A record wind gust of 231 miles/hour was recorded in 1934, according to http://www.mountwashington.org/about/visitor/recordwind.php
Wind speeds of this magnitude are commonly known to damage or destroy structures as well as most mechanical instruments. You would think instrument readings would be given error bars, and larger error bars if conditions are not ideal for the use of the instrument. Usually, instruments are calibrated under very controlled conditions, and one should be skeptical about the use of the instrument under conditions beyond the manufacturer's rated specifications. With weather records, though, it seems to be common just to compare the numbers and see which is a new high or new low.
This snippet from the webpage above, explains events surrounding the storm in question:
April 12, 1934...
Stephenson suited up, grabbed a wooden club and headed for the door. The intense wind created so much pressure that he was knocked to the floor as he opened the door. He struggled as he made his way to the ladder. The wind was at his back, and actually helped him maintain solid footing on the ladder. With dozens of blows, he cleared the accumulated ice from the anemometer. He dropped the club by accident, and it sailed off into the fog towards the Tip Top House.

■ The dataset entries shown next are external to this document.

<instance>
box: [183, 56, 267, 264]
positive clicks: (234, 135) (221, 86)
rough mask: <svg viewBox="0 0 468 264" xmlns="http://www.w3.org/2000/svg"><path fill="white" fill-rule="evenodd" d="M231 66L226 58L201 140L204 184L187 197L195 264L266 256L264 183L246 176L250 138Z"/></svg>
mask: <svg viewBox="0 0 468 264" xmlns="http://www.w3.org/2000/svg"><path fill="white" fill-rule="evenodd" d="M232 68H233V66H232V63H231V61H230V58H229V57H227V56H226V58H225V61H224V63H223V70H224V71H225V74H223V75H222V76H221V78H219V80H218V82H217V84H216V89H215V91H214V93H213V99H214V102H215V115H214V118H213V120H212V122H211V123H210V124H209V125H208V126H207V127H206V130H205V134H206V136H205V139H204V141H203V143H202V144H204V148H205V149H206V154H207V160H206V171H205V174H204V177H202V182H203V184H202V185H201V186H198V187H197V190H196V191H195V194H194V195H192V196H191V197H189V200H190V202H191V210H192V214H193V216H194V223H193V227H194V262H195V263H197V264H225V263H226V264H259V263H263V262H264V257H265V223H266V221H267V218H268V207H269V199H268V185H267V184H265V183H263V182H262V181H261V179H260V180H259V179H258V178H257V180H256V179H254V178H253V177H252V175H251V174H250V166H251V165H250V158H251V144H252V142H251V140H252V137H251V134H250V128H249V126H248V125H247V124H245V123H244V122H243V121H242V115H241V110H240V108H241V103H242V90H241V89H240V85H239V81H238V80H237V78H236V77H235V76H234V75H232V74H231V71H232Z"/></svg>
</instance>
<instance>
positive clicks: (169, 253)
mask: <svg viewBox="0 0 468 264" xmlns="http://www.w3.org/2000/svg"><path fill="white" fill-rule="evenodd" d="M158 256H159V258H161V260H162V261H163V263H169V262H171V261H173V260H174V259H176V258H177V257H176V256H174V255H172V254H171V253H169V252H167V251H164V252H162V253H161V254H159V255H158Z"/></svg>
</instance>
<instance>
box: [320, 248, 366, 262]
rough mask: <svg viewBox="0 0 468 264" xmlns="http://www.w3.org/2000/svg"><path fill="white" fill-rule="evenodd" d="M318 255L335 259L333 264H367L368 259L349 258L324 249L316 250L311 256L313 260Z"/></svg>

Back inside, he flipped on the recorder and began timing the clicks from the telegraph sounder. After three tries, he verified that the wind now topped 150 mph.
This seems most incredible. Are we to really believe someone went up on a ladder, outside, in 100-150mph winds, in weather involving accumulating ice? Is this from a time when Men were Men and Giants walked the Earth?
According to Wikipedia "Wind Speed" , this record still stands as the second highest wind speed ever recorded.
Should wind records like this stand as credible?